Ашил вёл меня по окрестностям раскопок Бол-Йеана. Я слышал поезда в Бещеле, к северу от нас, и в Уль-Коме, южнее. Мы не входили в Бол-Йеан и даже не приближались настолько, чтобы нас могли оттуда увидеть, но Ашил проходил через различные этапы дела, не говоря об этом вслух.

— Я имею в виду, я знаю, что Брешь никому не подчиняется, но… Вы должны представлять отчёты. Всех своих дел. Комитету по надзору. — При этих моих словах он задрал бровь. — Знаю, знаю, они дискредитированы из-за Бурича, но это, как они всегда настаивали, может касаться состава, членов, а не самого комитета. Система сдержек и противовесов между городами и Брешью остаётся прежней, верно? У них есть своё место? Значит, вам надо обосновать удержание Боудена.

— Никому нет дела до Боудена, — сказал он наконец. — Ни в Уль-Коме, ни в Бещеле, ни в Канаде, ни в Оркини. Но мы, да, представим им форму. Может, поскольку он подбросил Махалию, Брешь вернёт его в Уль-Кому.

— Он её не подбрасывал, это был Йордж… — сказал я.

— Может, и так, — продолжал Ашил. — Посмотрим. Может, мы вытолкнем его в Бещель и вытащим обратно в Уль-Кому. Если мы говорим, что он совершил брешь, он её совершил.

Махалии не было. Её тело наконец увезли домой. Ашил сказал мне об этом в тот день, когда её родители устраивали похороны.

Компания «Сиэр и Кор» из Бещеля не уехала. Рискованно было бы привлекать к себе внимание после раболепствующих, путаных откровений Бурича. Компания вместе со своей технологической мощью засветилась, но его связи с ней были расплывчаты. Возможный контакт Бурича, к сожалению, оставался неизвестным, а ошибки, допущенные в прошлом, были теперь гарантированно устранены. Ходили слухи, что «КорИнтех» будет продана.

Мы с Ашилом ехали трамваем, на метро, в автобусе, на такси, шли пешком. Он переводил нас то в Бещель, то в Уль-Кому, словно продевал нить, сшивающую два города.

— Что насчёт моей бреши? — спросил я наконец.

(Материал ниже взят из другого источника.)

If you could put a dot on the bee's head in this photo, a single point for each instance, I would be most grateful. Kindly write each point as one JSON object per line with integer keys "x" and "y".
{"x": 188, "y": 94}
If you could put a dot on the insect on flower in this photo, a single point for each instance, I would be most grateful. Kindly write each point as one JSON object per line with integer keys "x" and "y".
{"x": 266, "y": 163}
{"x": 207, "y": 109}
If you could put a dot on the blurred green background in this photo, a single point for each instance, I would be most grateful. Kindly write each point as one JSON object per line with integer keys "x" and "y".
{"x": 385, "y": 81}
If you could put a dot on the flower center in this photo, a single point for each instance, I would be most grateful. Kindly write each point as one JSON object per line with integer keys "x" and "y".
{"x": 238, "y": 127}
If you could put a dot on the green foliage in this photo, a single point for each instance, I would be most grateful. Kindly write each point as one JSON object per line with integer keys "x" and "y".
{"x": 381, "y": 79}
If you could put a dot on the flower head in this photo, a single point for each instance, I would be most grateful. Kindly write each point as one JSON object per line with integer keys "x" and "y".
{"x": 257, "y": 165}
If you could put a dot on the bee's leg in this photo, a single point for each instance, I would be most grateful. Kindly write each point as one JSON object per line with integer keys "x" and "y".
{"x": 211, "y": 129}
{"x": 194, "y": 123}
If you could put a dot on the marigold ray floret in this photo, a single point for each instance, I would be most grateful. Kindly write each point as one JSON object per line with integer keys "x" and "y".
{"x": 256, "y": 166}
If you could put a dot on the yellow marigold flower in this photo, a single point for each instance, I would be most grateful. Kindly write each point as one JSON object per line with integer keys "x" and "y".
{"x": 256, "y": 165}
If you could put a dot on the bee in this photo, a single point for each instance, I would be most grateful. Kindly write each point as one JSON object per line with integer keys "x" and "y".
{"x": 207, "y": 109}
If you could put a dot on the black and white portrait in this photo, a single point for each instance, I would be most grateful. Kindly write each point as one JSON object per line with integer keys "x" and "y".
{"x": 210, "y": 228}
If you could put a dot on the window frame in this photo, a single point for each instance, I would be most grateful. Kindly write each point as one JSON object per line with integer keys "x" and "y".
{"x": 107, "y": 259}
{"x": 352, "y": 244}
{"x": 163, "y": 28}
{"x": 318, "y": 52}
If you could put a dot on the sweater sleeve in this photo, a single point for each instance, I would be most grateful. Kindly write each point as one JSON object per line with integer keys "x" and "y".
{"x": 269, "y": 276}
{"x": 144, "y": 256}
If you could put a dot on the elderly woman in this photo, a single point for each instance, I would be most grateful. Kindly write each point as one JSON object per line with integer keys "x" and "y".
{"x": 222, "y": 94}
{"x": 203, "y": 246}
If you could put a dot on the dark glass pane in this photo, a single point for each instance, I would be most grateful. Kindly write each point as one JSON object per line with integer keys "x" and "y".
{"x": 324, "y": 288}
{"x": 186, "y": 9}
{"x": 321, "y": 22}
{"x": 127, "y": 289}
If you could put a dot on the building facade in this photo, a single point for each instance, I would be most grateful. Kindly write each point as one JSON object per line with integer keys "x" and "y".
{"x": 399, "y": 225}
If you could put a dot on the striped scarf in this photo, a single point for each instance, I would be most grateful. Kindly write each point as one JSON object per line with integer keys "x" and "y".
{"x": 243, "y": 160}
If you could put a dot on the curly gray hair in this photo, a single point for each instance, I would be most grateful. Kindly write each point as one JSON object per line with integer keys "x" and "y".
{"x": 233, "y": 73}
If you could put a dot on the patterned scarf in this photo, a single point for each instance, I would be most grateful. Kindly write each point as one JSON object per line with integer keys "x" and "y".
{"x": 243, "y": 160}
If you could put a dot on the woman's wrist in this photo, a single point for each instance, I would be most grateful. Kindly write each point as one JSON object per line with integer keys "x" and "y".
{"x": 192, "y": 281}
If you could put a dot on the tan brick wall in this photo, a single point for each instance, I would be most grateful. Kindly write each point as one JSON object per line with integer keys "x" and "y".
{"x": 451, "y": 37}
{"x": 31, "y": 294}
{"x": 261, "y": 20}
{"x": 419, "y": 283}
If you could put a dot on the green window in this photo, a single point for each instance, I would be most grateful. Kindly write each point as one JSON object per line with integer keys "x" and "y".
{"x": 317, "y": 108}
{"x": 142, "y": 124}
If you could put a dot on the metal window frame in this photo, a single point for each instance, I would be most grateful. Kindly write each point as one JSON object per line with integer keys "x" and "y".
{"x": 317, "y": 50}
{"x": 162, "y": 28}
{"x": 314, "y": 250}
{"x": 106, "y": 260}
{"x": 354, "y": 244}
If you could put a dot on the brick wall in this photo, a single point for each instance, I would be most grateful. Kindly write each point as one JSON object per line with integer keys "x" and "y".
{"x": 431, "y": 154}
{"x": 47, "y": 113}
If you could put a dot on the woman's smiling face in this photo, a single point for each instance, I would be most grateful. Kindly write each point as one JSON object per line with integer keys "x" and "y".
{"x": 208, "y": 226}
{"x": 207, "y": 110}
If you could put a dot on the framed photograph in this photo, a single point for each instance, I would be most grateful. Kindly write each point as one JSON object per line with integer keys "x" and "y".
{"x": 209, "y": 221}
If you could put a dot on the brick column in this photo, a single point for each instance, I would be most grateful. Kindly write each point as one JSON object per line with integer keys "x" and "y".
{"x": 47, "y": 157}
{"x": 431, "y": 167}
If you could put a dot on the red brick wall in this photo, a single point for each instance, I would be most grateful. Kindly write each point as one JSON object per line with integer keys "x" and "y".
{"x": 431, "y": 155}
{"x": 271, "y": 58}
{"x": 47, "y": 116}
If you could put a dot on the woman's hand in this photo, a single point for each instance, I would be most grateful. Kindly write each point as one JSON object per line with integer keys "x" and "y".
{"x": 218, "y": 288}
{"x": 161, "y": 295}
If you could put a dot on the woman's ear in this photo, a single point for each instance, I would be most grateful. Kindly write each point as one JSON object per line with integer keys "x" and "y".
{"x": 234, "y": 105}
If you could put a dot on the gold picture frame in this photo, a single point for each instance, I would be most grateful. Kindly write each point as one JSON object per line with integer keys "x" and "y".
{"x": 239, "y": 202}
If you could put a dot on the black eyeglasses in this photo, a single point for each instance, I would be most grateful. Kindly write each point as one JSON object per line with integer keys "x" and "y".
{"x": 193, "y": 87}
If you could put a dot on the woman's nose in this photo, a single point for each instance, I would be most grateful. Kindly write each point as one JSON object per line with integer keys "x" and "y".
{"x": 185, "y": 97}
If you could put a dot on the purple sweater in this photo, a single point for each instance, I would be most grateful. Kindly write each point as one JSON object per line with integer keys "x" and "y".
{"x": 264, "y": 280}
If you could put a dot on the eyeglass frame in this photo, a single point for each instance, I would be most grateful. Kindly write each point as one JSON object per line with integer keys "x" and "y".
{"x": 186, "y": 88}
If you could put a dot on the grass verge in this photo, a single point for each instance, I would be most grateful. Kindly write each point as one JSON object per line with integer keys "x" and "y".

Мы оба выжидали не один день. Я не спрашивал:

«Когда мне можно будет вернуться домой?» Мы сели на фуникулёр, проложенный к высшей точке парка, названного в его честь, по крайней мере, в Бещеле.

— Если бы у него была современная карта Бещеля, вы бы никогда её не нашли, — сказал Ашил. — Оркини.

Он покачал головой.

— Видели ли вы детей в Бреши? — спросил он. — Каково бы это было — если кто-нибудь здесь родился?

— Должны же они быть, — перебил я.

Но он говорил громче:

— Как смогли бы они здесь жить?

Тучи над городами выглядели потрясающе, и я смотрел больше на них, чем на него, и тема детей отпала.

— Знаете, как меня заставили присоединиться к Бреши? — спросил он вдруг.

— Когда я получу возможность вернуться домой? — бессмысленно произнёс я.

Он даже улыбнулся.

— Вы проделали отличную работу, — сказал он. — Видели, как работаем мы. Нигде в другом месте нет такого, как в этих городах. Ведь не только мы держим их порознь друг от друга. Все жители Бещеля и все жители Уль-Комы. Каждую минуту, каждый день. Мы — последняя преграда: большую часть работы делает население городов. Это действует, потому что вы не зеваете. Вот почему не-видение и не-чувствование имеют жизненно важное значение. Никто не может признать, что это не действует. Так что, даже если вы этого не признаёте, это срабатывает. Но если вы совершаете брешь, даже не по своей вине, на более длительное время, чем кратчайший миг… вы не можете вернуться отсюда.